If you are baking for a diabetic or someone who is watching her caloric intake, artificial sweeteners don't contain sugar and have few to no calories. Some artificial sweeteners are better than others for baking. Wilton's Angie Thayer suggests stevia, acesulfame potassium or sucralose because they are the least sensitive to the high heat and prolonged baking time necessary to make brownies.
If you are attempting to make a less-processed, more-natural brownie; alternative natural sweeteners may be the answer. Honey, maple syrup, molasses or corn syrup are less-refined options than white sugar. Since these sweeteners are liquids, it is recommended that other liquids in the recipe be reduced by between 2 and 5 tbsp. to keep the finished product from developing a runny consistency.
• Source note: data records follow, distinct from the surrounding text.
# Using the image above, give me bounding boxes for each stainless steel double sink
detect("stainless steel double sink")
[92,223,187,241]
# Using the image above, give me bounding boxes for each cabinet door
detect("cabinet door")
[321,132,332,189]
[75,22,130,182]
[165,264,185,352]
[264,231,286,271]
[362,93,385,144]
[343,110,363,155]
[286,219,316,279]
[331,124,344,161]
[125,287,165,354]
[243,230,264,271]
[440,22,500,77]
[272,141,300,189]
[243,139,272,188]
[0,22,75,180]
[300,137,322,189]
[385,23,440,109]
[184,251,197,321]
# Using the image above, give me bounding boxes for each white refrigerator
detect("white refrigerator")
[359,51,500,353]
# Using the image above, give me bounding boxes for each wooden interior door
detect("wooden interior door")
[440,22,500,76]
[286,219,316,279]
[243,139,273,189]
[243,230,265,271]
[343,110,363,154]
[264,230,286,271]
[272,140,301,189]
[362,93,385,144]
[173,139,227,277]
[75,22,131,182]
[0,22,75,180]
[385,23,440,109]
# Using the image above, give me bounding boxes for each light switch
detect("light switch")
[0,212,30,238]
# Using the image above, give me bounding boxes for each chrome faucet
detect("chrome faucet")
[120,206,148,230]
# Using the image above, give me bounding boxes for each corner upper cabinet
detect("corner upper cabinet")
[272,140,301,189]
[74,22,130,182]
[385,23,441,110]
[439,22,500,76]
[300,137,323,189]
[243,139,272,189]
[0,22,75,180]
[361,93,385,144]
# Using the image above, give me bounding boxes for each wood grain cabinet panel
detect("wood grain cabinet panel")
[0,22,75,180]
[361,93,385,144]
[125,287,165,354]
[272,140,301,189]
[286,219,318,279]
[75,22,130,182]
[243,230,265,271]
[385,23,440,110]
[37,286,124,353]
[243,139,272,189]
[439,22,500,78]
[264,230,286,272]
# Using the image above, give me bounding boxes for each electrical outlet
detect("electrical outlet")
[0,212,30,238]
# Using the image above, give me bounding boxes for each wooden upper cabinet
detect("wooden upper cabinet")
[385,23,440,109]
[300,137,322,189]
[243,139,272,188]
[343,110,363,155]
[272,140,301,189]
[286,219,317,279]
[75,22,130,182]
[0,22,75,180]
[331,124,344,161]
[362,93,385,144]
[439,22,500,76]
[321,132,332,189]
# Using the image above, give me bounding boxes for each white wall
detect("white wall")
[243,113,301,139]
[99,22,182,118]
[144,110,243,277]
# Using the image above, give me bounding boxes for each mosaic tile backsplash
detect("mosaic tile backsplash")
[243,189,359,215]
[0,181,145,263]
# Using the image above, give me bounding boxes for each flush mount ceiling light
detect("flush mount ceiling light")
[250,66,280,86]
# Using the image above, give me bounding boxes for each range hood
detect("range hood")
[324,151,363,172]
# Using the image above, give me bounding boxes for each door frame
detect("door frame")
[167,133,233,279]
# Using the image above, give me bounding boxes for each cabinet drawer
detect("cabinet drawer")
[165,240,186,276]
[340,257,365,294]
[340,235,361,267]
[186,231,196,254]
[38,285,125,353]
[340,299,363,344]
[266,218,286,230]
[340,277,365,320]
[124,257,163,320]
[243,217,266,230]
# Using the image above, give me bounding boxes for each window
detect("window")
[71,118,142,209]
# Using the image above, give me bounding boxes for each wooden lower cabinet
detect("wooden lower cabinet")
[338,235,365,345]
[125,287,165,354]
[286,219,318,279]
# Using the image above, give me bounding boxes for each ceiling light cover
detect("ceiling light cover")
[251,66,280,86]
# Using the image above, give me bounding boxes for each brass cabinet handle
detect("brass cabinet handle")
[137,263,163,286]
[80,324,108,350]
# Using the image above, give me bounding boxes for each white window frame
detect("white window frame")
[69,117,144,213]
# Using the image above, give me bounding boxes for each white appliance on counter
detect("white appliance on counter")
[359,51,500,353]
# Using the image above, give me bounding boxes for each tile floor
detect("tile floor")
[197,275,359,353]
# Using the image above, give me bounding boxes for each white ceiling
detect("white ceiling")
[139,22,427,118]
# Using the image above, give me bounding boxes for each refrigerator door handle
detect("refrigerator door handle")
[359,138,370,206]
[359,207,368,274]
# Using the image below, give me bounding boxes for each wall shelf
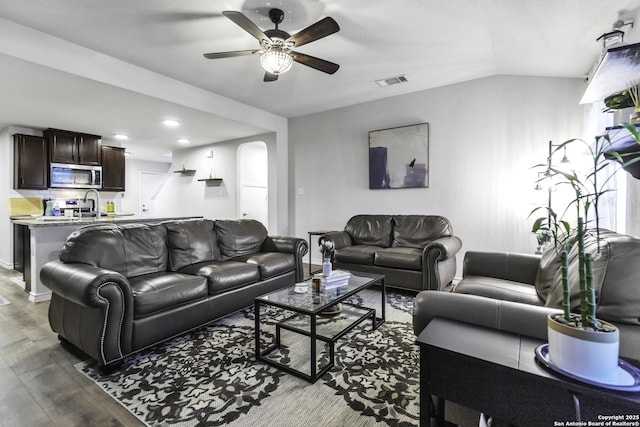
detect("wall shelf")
[198,178,222,187]
[173,166,196,175]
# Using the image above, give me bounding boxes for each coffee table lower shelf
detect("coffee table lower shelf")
[256,303,384,383]
[254,275,385,383]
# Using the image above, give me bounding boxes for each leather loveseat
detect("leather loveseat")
[413,230,640,366]
[320,215,462,291]
[40,219,308,369]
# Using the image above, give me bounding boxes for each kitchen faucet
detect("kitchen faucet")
[84,188,102,219]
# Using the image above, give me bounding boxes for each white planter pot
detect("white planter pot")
[547,314,620,383]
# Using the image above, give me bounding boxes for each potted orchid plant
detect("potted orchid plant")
[531,124,640,381]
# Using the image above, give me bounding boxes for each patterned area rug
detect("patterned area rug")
[76,290,419,427]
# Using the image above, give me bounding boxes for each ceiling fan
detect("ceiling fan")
[204,9,340,82]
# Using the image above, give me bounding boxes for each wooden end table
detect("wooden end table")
[417,318,640,427]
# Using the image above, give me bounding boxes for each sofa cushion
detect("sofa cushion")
[164,219,221,271]
[392,215,453,248]
[233,252,296,280]
[215,219,267,259]
[129,272,207,319]
[180,261,260,295]
[373,247,422,271]
[335,245,381,265]
[454,276,544,306]
[344,215,393,248]
[60,223,168,277]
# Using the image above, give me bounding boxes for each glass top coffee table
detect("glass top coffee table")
[255,272,386,382]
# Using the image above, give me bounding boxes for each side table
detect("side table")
[309,230,331,276]
[417,318,640,426]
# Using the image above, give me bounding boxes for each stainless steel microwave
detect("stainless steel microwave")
[49,163,102,188]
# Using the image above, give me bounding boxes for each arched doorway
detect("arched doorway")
[237,141,269,227]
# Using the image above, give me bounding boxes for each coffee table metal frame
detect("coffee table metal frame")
[254,272,386,383]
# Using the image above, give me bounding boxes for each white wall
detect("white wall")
[150,134,280,234]
[119,156,171,214]
[289,76,584,276]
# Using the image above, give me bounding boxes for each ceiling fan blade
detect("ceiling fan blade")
[264,71,278,82]
[291,51,340,74]
[286,16,340,47]
[204,49,258,59]
[222,10,269,42]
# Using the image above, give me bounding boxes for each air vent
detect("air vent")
[376,74,408,87]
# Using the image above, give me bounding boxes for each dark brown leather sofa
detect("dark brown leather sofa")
[320,215,462,291]
[40,219,308,369]
[413,230,640,366]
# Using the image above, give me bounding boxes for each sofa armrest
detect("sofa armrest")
[261,236,309,282]
[318,231,353,249]
[462,251,540,285]
[40,260,133,365]
[413,291,560,341]
[422,236,462,290]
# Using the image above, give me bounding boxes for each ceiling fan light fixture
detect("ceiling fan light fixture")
[260,46,293,76]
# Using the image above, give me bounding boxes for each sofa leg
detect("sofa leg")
[98,359,124,374]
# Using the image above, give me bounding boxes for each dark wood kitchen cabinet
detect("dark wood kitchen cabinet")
[44,129,102,166]
[102,145,125,191]
[13,134,49,190]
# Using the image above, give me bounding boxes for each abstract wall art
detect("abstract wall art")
[369,123,429,189]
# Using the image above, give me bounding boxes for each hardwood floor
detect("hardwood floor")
[0,267,143,427]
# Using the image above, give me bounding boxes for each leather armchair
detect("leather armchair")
[413,230,640,365]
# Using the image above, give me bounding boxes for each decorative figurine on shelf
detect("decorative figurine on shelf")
[319,239,335,277]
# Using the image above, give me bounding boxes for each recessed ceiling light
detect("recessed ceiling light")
[162,120,180,128]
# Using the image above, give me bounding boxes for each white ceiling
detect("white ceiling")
[0,0,640,160]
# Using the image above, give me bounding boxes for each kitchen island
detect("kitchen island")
[11,215,202,302]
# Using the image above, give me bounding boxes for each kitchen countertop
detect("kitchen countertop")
[11,214,202,228]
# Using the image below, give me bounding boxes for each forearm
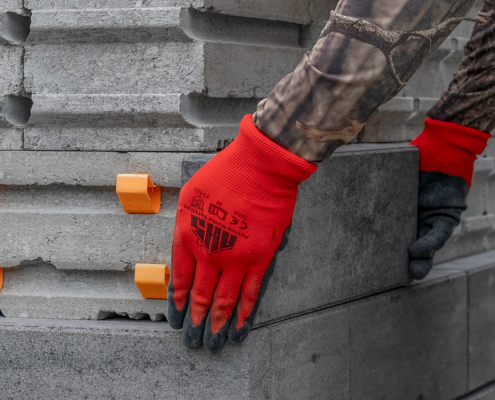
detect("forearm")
[253,0,474,162]
[428,0,495,132]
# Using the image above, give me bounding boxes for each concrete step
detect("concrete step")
[0,144,417,324]
[0,248,495,400]
[24,0,337,24]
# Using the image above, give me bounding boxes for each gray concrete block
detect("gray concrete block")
[435,251,495,391]
[257,144,418,323]
[0,318,269,400]
[25,0,336,24]
[349,271,468,400]
[269,307,349,400]
[0,42,23,95]
[401,21,474,101]
[357,97,436,143]
[435,215,494,263]
[0,151,187,187]
[0,144,417,324]
[25,8,304,97]
[24,94,258,152]
[0,302,349,400]
[0,185,179,271]
[0,128,23,150]
[461,384,495,400]
[0,261,167,321]
[0,0,23,12]
[462,157,495,218]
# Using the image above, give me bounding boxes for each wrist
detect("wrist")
[410,118,491,187]
[205,115,317,203]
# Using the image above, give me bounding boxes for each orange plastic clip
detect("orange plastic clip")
[117,174,162,214]
[134,264,170,300]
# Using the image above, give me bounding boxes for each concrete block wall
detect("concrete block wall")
[0,248,495,400]
[0,0,495,400]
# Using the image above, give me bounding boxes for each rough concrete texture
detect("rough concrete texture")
[257,145,418,323]
[25,8,304,97]
[24,7,305,151]
[0,145,417,324]
[0,248,495,400]
[0,309,349,400]
[0,0,23,12]
[437,251,495,390]
[0,151,187,187]
[25,0,337,24]
[0,261,167,321]
[0,186,178,271]
[24,94,258,151]
[349,271,468,400]
[461,384,495,400]
[435,152,495,263]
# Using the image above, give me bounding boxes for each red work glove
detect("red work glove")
[168,115,317,352]
[409,118,491,279]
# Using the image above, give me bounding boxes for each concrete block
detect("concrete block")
[0,128,23,150]
[0,151,187,188]
[257,145,418,323]
[435,215,494,263]
[25,0,328,24]
[0,42,23,95]
[435,251,495,390]
[25,8,304,97]
[0,318,272,400]
[0,185,178,271]
[0,302,349,400]
[462,157,495,218]
[0,144,417,325]
[349,271,468,400]
[25,7,305,152]
[460,384,495,400]
[0,0,23,13]
[0,261,167,321]
[25,94,258,151]
[401,21,474,101]
[269,307,349,400]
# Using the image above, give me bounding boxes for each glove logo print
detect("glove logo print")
[208,202,228,221]
[191,196,205,212]
[191,215,237,254]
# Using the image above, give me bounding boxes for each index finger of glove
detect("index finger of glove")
[409,217,458,260]
[204,270,244,353]
[167,240,196,329]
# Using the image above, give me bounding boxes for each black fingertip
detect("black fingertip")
[167,278,189,329]
[227,309,257,344]
[182,307,206,350]
[409,257,433,281]
[167,300,189,329]
[204,315,232,353]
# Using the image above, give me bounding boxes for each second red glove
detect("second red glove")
[168,115,317,352]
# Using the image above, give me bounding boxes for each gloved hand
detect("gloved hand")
[409,118,491,279]
[168,115,317,352]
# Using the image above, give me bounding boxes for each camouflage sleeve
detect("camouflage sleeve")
[428,0,495,132]
[253,0,475,162]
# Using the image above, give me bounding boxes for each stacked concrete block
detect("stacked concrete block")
[0,1,30,150]
[0,248,495,400]
[0,145,418,324]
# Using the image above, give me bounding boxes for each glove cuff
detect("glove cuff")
[410,118,492,187]
[204,115,317,203]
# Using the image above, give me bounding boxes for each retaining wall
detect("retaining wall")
[0,0,495,400]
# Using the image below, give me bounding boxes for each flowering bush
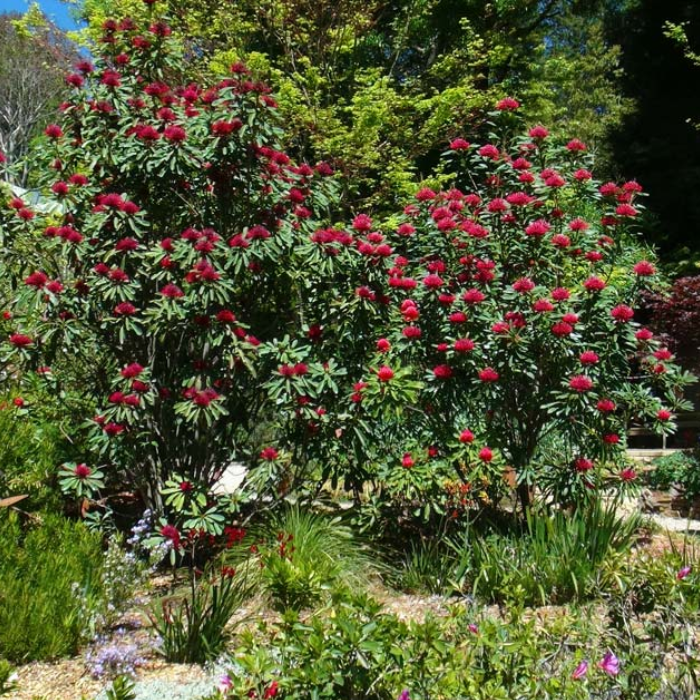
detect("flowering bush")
[0,3,689,516]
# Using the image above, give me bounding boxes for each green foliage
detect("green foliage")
[151,567,253,664]
[106,676,136,700]
[647,450,700,498]
[0,512,104,662]
[229,505,377,610]
[0,659,17,696]
[453,503,640,605]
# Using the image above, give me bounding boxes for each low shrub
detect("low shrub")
[452,503,641,605]
[647,450,700,498]
[230,505,377,610]
[0,512,104,662]
[151,568,253,663]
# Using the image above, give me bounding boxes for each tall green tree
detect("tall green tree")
[82,0,631,212]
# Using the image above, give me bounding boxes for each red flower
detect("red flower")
[610,304,634,323]
[450,139,469,151]
[583,276,606,292]
[377,338,391,352]
[44,124,63,139]
[479,447,493,462]
[73,464,92,479]
[163,125,187,143]
[496,97,520,112]
[529,124,549,139]
[532,299,554,313]
[433,365,452,379]
[552,321,574,338]
[632,260,656,277]
[574,457,593,472]
[459,430,474,444]
[569,374,593,393]
[260,447,279,462]
[454,338,474,352]
[596,399,617,413]
[114,301,136,316]
[160,284,185,299]
[377,365,394,382]
[578,350,600,365]
[525,219,552,238]
[479,367,499,383]
[10,333,34,348]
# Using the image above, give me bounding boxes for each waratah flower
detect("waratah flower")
[479,447,493,462]
[610,304,634,323]
[496,97,520,112]
[569,374,593,393]
[454,338,474,352]
[433,365,452,379]
[513,277,535,294]
[9,333,34,348]
[596,399,616,413]
[632,260,656,277]
[459,430,474,444]
[479,367,499,383]
[377,365,394,382]
[260,447,279,462]
[529,124,549,139]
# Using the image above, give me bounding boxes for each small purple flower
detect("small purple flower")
[676,566,693,581]
[571,661,588,681]
[598,651,620,676]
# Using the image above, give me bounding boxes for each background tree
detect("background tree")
[0,6,78,186]
[82,0,631,214]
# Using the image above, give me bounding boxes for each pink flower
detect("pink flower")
[676,566,693,581]
[610,304,634,323]
[479,367,499,383]
[377,365,394,382]
[598,651,620,676]
[569,374,593,393]
[571,661,588,681]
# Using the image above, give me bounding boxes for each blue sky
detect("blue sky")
[0,0,83,29]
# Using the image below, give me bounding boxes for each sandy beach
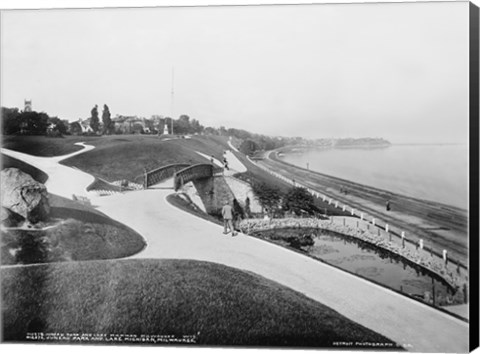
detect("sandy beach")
[261,152,468,265]
[2,145,469,352]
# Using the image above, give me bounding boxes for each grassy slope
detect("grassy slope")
[60,135,231,181]
[0,195,146,264]
[2,135,85,156]
[1,260,398,347]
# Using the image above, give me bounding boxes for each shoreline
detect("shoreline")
[276,144,468,213]
[259,150,468,264]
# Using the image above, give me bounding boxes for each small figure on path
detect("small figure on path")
[233,198,245,231]
[222,200,236,236]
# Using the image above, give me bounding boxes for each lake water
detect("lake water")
[310,234,450,301]
[253,228,458,304]
[282,145,469,210]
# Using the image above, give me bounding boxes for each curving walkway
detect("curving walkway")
[2,143,468,352]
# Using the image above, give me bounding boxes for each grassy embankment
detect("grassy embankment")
[1,137,400,347]
[1,260,393,347]
[4,135,349,215]
[0,156,145,265]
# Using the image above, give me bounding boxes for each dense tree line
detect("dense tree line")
[2,107,68,135]
[2,104,304,155]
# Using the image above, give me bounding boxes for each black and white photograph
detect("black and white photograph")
[0,1,479,353]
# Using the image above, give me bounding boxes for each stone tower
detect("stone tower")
[24,100,32,112]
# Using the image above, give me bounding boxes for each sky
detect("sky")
[0,2,469,143]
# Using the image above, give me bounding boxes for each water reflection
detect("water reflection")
[253,228,455,305]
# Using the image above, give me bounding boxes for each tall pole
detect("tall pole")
[170,66,175,135]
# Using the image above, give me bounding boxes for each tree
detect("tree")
[90,105,100,133]
[101,104,114,134]
[48,117,68,135]
[282,187,319,216]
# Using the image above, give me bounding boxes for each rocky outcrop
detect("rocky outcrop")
[1,168,50,224]
[0,206,25,227]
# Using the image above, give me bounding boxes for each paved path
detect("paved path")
[260,152,468,263]
[2,145,468,352]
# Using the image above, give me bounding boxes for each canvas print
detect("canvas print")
[0,2,478,353]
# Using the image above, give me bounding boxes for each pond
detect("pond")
[256,228,455,305]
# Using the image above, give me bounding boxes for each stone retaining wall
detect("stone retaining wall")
[239,218,467,289]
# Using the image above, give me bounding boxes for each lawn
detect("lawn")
[1,259,395,348]
[2,135,86,157]
[0,194,146,265]
[63,135,232,182]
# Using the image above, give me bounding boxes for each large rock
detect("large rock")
[1,168,50,223]
[0,206,25,227]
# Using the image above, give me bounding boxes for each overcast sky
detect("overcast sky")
[0,2,469,142]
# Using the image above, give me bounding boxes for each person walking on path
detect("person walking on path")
[222,200,236,236]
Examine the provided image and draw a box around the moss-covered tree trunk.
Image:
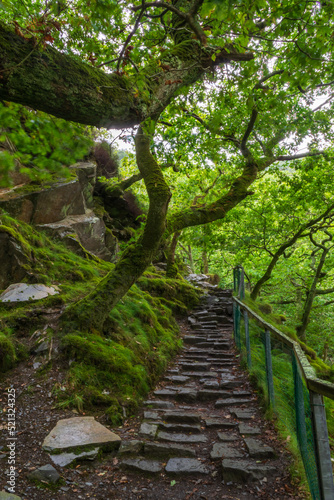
[0,21,253,128]
[166,231,181,278]
[63,123,171,330]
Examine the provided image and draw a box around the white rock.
[42,417,121,452]
[0,283,59,302]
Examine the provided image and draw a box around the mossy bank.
[0,212,199,423]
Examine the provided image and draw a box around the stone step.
[157,431,208,443]
[184,372,218,378]
[182,352,207,360]
[179,361,210,372]
[239,422,261,436]
[198,389,232,401]
[184,347,234,358]
[165,458,211,477]
[204,417,238,429]
[158,422,201,434]
[215,398,252,408]
[163,410,201,424]
[213,342,230,350]
[182,335,209,345]
[210,443,245,460]
[119,458,162,474]
[143,399,174,410]
[144,442,196,459]
[165,375,190,384]
[244,438,276,460]
[222,458,277,483]
[153,389,176,399]
[195,312,218,323]
[231,408,255,420]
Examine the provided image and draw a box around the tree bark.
[166,231,181,278]
[251,205,334,300]
[0,22,253,128]
[167,161,258,234]
[63,126,171,330]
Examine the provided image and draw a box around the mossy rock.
[258,304,273,314]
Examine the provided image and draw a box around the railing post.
[309,391,334,500]
[233,302,241,351]
[239,266,245,300]
[264,330,275,406]
[244,311,252,368]
[233,267,238,293]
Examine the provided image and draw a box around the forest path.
[0,287,306,500]
[113,287,298,499]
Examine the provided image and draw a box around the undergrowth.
[0,209,199,424]
[244,292,334,382]
[237,296,334,498]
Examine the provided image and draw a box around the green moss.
[259,303,273,314]
[0,332,17,372]
[138,276,201,309]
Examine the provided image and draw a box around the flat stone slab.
[42,417,121,452]
[50,447,100,467]
[231,408,255,420]
[205,418,238,429]
[0,490,21,500]
[215,398,252,408]
[210,443,244,460]
[165,458,210,476]
[180,362,210,372]
[144,443,196,458]
[220,380,243,389]
[158,431,208,443]
[159,422,201,434]
[118,439,144,455]
[183,335,203,345]
[244,438,276,459]
[184,372,218,378]
[217,432,239,443]
[27,464,60,484]
[176,388,198,402]
[232,391,252,398]
[222,458,277,483]
[239,423,261,434]
[0,283,59,302]
[120,458,162,474]
[203,380,220,389]
[144,411,161,420]
[153,389,176,398]
[165,375,190,384]
[144,399,174,410]
[163,411,201,424]
[198,389,231,401]
[138,422,158,439]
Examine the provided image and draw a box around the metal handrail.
[233,297,334,399]
[233,265,334,500]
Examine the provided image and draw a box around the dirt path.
[0,291,302,500]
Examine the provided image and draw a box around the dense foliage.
[0,0,334,344]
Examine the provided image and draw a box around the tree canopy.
[0,0,334,334]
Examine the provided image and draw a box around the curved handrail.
[233,297,334,399]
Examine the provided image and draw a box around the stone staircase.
[118,287,279,484]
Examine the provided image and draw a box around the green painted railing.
[233,266,334,500]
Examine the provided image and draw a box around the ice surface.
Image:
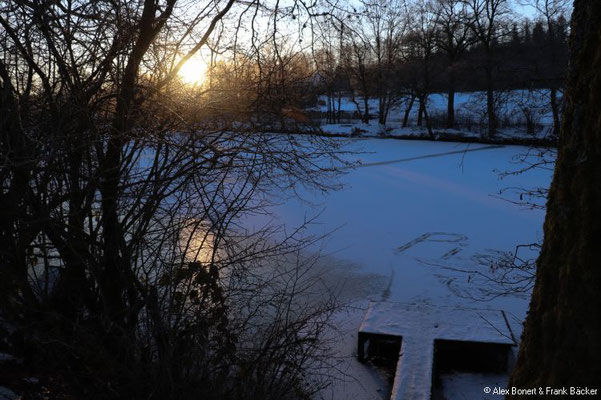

From a nutrition viewpoint, all sugars are essentially the same. Brown sugar, refined white sugar and raw sugar contain a similar amount of calories, relatively few nutrients and have the same effect on blood sugar. Raw sugar is simply steam cleaned instead of chemically cleaned like the traditional version. Brown sugar's only difference from white table sugar is that it has a bit of molasses added to the recipe, according to Anahad O'Connor of "The New York Times."
Removing the refined sugar won't make your brownies a healthful option. Desserts should be considered an occasional indulgence, not an everyday habit. Base your diet around vegetables, fruits, grains and proteins to reach the peak of health. You and your family will enjoy your brownies all the more if you only get to savor them occasionally.